Trustees of pensions, university endowments and trust funds are facing renewed pressure to do social good while investing other people’s money. It isn’t only student activists but the United Nations and even
CEO Larry Fink who argue that environmental, social and governance investing, or ESG, will do good for the world while improving returns for beneficiaries. Thousands of investment managers have pledged to abide by a U.N.-sponsored statement of ESG principles.
Yet the zealous push for fiduciaries to embrace ESG faces barriers under longstanding American law—with good reason. In general, the law says little about what people may do with their own money. But it has much to say about what trustees and other investment fiduciaries do with their beneficiaries’ money.

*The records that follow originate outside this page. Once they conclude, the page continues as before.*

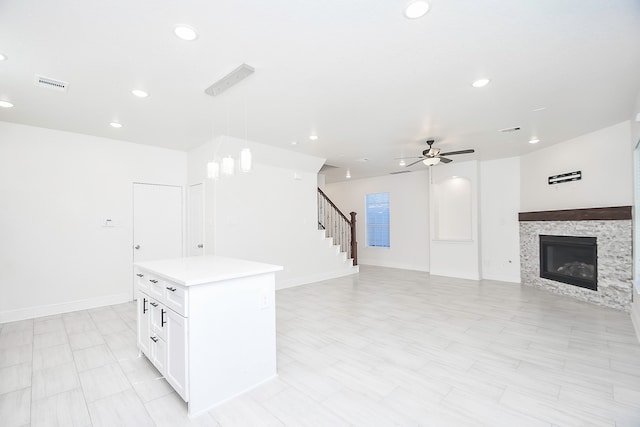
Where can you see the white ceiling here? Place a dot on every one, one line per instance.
(371, 83)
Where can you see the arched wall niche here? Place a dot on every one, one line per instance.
(452, 198)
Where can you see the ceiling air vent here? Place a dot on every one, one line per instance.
(327, 167)
(234, 77)
(50, 83)
(513, 129)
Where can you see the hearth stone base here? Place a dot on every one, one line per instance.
(614, 239)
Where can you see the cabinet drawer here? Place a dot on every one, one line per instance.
(141, 281)
(156, 287)
(176, 298)
(158, 318)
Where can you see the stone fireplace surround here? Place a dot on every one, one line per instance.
(613, 229)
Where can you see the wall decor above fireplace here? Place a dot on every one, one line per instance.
(565, 177)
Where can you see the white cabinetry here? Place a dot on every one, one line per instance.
(208, 324)
(161, 331)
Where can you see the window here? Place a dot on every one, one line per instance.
(378, 219)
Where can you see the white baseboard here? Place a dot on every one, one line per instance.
(65, 307)
(500, 278)
(298, 281)
(401, 266)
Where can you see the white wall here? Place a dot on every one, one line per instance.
(268, 215)
(454, 257)
(409, 219)
(499, 228)
(57, 188)
(635, 139)
(604, 157)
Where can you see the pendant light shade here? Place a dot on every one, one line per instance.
(245, 160)
(228, 165)
(213, 170)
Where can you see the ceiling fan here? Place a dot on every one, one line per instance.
(433, 156)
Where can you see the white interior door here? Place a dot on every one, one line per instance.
(157, 222)
(195, 225)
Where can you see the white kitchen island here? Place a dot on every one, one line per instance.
(208, 325)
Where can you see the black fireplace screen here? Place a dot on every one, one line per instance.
(572, 260)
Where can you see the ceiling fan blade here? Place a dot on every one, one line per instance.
(417, 161)
(451, 153)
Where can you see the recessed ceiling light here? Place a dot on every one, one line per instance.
(480, 83)
(416, 9)
(139, 93)
(185, 32)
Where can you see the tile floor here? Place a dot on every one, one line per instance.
(385, 348)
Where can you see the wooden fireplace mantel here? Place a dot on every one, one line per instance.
(591, 214)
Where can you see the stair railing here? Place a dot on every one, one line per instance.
(338, 226)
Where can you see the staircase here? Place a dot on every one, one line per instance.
(337, 228)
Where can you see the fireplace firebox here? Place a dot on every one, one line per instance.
(571, 260)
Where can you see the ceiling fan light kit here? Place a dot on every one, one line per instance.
(433, 156)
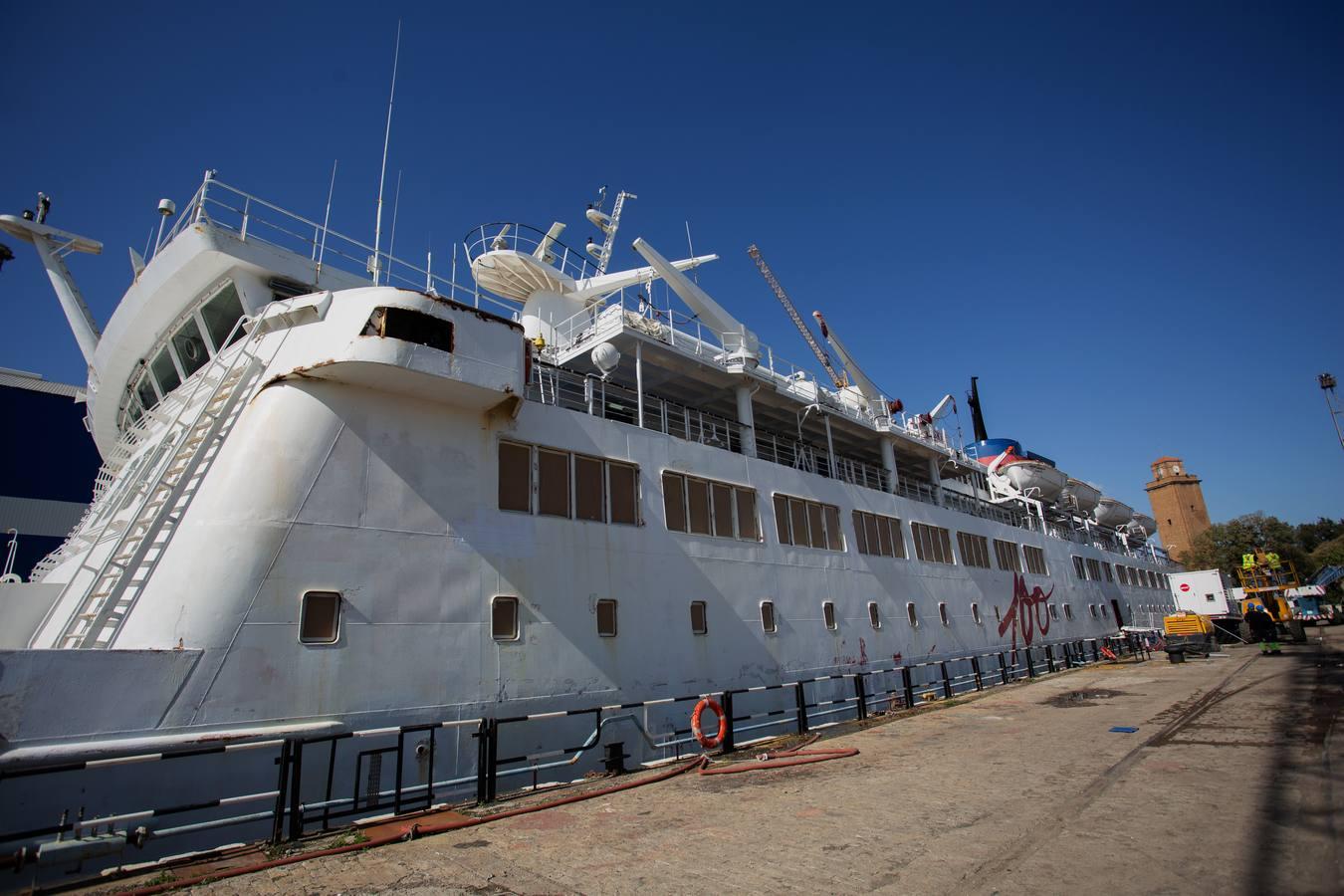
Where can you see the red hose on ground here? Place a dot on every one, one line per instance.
(799, 755)
(783, 760)
(410, 830)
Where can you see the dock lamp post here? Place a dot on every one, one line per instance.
(1328, 383)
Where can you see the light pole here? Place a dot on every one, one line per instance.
(1328, 383)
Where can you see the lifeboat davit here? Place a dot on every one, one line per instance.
(1085, 497)
(1144, 524)
(1113, 514)
(1035, 480)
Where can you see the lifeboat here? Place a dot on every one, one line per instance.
(1113, 514)
(1085, 497)
(987, 450)
(1035, 479)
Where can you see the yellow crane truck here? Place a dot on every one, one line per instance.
(1266, 583)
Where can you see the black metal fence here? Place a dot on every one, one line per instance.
(325, 778)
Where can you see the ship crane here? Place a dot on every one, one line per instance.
(839, 379)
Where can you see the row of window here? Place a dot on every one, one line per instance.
(808, 524)
(504, 619)
(200, 336)
(1093, 569)
(320, 617)
(707, 507)
(553, 483)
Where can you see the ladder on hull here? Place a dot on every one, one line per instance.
(175, 472)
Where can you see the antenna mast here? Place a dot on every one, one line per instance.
(376, 266)
(797, 320)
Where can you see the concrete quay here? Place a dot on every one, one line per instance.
(1232, 784)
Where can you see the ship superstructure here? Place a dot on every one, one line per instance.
(331, 503)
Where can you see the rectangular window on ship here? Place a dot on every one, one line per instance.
(1006, 553)
(933, 545)
(515, 477)
(975, 550)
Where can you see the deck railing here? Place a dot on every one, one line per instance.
(254, 219)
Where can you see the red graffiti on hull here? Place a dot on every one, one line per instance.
(1027, 612)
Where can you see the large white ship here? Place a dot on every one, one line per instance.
(342, 493)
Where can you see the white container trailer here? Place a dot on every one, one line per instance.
(1207, 592)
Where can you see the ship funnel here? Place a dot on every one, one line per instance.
(978, 419)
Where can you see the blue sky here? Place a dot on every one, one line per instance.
(1126, 219)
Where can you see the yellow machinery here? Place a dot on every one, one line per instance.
(1187, 631)
(1266, 581)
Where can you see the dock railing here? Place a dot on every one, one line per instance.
(319, 780)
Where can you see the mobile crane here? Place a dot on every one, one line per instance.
(1266, 583)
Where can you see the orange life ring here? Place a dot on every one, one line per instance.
(709, 743)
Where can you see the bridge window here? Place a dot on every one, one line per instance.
(707, 507)
(411, 326)
(165, 372)
(808, 524)
(219, 315)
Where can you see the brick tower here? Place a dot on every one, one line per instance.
(1178, 504)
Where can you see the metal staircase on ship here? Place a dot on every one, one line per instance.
(158, 484)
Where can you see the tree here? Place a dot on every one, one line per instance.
(1312, 535)
(1328, 554)
(1222, 546)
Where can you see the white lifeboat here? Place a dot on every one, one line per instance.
(1035, 480)
(1085, 496)
(1112, 512)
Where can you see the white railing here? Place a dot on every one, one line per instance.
(256, 219)
(522, 238)
(628, 308)
(607, 400)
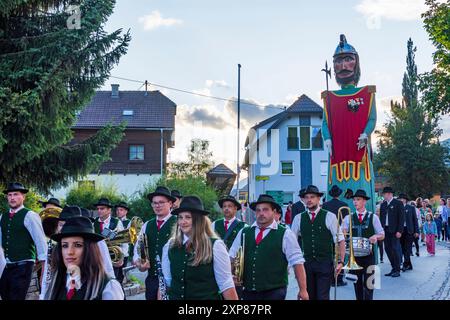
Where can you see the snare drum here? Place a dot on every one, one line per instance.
(361, 247)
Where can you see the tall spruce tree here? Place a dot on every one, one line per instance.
(409, 151)
(53, 56)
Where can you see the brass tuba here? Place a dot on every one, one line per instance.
(49, 218)
(351, 264)
(128, 235)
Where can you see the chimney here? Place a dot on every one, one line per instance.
(114, 91)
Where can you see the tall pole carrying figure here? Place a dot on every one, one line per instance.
(349, 119)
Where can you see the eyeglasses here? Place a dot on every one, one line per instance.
(158, 204)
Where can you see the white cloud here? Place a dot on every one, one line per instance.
(154, 20)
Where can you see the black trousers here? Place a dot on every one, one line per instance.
(118, 272)
(318, 279)
(274, 294)
(15, 281)
(151, 287)
(393, 249)
(406, 242)
(364, 287)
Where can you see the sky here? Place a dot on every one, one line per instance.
(196, 46)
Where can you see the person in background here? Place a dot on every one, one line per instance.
(430, 231)
(444, 217)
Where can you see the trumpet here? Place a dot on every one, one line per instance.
(238, 262)
(129, 235)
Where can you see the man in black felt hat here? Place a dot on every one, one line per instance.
(23, 240)
(177, 195)
(299, 206)
(107, 225)
(392, 216)
(410, 231)
(366, 225)
(228, 226)
(122, 210)
(158, 231)
(269, 249)
(319, 232)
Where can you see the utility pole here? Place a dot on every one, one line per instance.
(239, 127)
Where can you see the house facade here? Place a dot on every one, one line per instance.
(286, 152)
(141, 156)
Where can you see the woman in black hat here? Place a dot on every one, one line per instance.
(77, 266)
(195, 262)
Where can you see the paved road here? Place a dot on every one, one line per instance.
(430, 280)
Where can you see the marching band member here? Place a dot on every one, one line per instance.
(317, 229)
(106, 223)
(177, 195)
(269, 249)
(79, 273)
(195, 264)
(158, 231)
(228, 227)
(23, 239)
(367, 225)
(122, 210)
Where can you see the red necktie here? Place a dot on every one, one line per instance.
(259, 236)
(70, 294)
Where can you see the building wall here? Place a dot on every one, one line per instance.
(120, 163)
(307, 164)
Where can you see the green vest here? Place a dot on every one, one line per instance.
(79, 294)
(219, 228)
(317, 240)
(112, 224)
(16, 239)
(188, 282)
(265, 265)
(363, 229)
(157, 239)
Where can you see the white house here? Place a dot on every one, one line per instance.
(286, 152)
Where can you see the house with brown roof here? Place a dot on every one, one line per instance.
(141, 156)
(285, 153)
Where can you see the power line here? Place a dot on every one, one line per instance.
(197, 94)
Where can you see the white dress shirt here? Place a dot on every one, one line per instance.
(112, 290)
(136, 252)
(290, 246)
(33, 224)
(221, 265)
(376, 222)
(330, 222)
(119, 227)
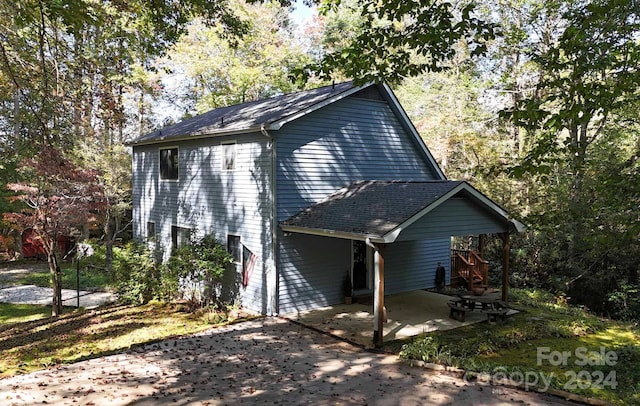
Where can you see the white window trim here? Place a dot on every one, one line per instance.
(235, 156)
(160, 164)
(239, 262)
(155, 230)
(190, 230)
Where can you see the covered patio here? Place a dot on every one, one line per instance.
(383, 214)
(408, 314)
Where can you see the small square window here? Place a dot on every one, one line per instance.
(234, 247)
(228, 157)
(151, 230)
(169, 163)
(180, 236)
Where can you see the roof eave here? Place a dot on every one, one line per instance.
(196, 136)
(412, 129)
(392, 235)
(330, 233)
(276, 125)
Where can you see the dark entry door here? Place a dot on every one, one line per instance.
(360, 271)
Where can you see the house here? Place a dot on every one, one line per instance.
(308, 189)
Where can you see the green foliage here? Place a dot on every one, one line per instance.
(545, 320)
(214, 73)
(138, 274)
(197, 269)
(396, 39)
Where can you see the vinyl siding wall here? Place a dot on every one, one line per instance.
(352, 139)
(456, 217)
(207, 200)
(312, 264)
(411, 265)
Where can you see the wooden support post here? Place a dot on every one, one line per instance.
(506, 249)
(378, 296)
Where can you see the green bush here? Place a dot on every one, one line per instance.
(137, 273)
(197, 271)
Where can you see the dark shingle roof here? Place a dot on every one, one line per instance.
(371, 207)
(246, 116)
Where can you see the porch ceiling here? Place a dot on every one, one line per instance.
(383, 210)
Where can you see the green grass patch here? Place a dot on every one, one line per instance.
(31, 345)
(547, 339)
(14, 313)
(91, 278)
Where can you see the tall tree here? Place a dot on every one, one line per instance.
(396, 39)
(207, 71)
(57, 200)
(587, 73)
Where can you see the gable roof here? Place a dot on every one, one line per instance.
(249, 117)
(381, 210)
(273, 113)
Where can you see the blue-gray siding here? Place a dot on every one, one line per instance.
(353, 139)
(312, 270)
(455, 217)
(411, 265)
(207, 200)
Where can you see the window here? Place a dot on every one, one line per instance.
(169, 163)
(179, 236)
(228, 157)
(151, 230)
(234, 247)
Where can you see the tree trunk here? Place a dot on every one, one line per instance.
(109, 235)
(56, 279)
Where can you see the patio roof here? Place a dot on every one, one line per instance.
(382, 210)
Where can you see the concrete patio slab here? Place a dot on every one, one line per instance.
(261, 362)
(408, 314)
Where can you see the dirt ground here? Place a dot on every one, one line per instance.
(265, 361)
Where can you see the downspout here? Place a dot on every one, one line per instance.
(273, 305)
(379, 310)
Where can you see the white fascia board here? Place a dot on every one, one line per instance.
(195, 136)
(330, 233)
(412, 129)
(276, 125)
(393, 234)
(493, 206)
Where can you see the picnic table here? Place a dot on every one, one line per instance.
(494, 309)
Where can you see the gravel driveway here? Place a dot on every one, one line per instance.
(265, 361)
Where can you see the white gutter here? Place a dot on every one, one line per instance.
(194, 136)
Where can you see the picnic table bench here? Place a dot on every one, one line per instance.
(493, 308)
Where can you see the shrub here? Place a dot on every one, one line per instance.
(197, 270)
(137, 273)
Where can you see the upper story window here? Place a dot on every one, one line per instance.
(151, 230)
(234, 247)
(228, 157)
(169, 163)
(180, 236)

By law, a trustee must abide by fiduciary duties of loyalty and prudence, and therefore act for the “exclusive” benefit of the beneficiaries, considering “solely” their interests, without regard for collateral benefits, such as advancing social or environmental causes. A trustee must also invest with risk-and-return objectives reasonably suited to the beneficiaries, adjusting the portfolio as circumstances change. If an investment strategy stops working or a better strategy becomes available, a trustee must change accordingly.
Before the 1990s, proponents of socially responsible investment largely appealed to investors’ ethical, moral and social responsibilities to others. But considering collateral benefits to third parties violates the “sole interest” rule under U.S. trust fiduciary law. The fiduciary duty of loyalty rules out this form of socially responsible investing.
Accordingly, proponents of social investing rebranded it around the turn of the century. First, they recast the movement as “ESG” by adding the “G,” corporate governance, which had long been considered by profit-seeking active investors. Second, the U.N.-sponsored Principles of Responsible Investing, or PRI, joined proponents in claiming that ESG investing could improve risk-adjusted returns, pointing to a raft of empirical studies.
Instead of avoiding the fossil-fuel industry for environmental benefits, for example, ESG proponents argued that reduced exposure to fossil fuels would improve returns because the market underestimates the litigation and regulatory risks associated with such investments. ESG investing for risk-and-return benefits instead of collateral benefits turned social investing into an active, profit-seeking investment strategy. Thus the PRI declared in 2015 that fiduciaries are under “positive duties . . . to integrate ESG issues.”
The PRI’s position that a fiduciary must use ESG factors is flawed as a matter of both law and finance. To begin, ESG factors are highly subjective. ESG ratings services disagree, for example, about whether Tesla or Exxon is a better bet. Moreover, fiduciary law doesn’t mandate any particular investment strategy. A fiduciary can choose any plausible strategy, active or passive, as long as the fiduciary is motivated solely by a reasonable belief that the strategy will improve risk-adjusted returns.
The same logic that motivates a risk-return ESG strategy could support an anti-ESG investment strategy. If a fiduciary reasonably concludes that ESG factors have become overvalued, perhaps because of the zealous advocacy of PRI and BlackRock, the fiduciary could make the opposite bet, preferring fossil fuels, tobacco and other such “sin stocks.” To mandate a fiduciary investment strategy on the theory that companies with high ESG scores will be perpetually undervalued runs contrary to everything we know about capital markets.
There is some empirical support for risk-return ESG investing. But advocates have oversold the evidence. Even if an ESG factor has a relationship to an investment’s performance, it doesn’t follow that the market has mispriced that relationship. The evidence on the profitability of ESG investing is mixed and contextual, and will likely change, especially as markets adjust to the growing use of ESG factors. Risk-return ESG investing can be consistent with fiduciary duty, but it is not automatically so, and contrary to the PRI, it is certainly not mandatory.
Everyone wants to have his cake and eat it, too. But for a trustee, facts and motives matter. For a pension fiduciary, the Supreme Court says this means focusing exclusively on “financial benefits.” A fiduciary needs to have a reasonable factual basis for believing that an investment strategy satisfies that requirement. And the fiduciary may not use other people’s money to pursue collateral benefits to third parties, no matter how well-intentioned.
Mr. Schanzenbach is a professor at Northwestern Pritzker School of Law. Mr. Sitkoff is a professor at Harvard Law School.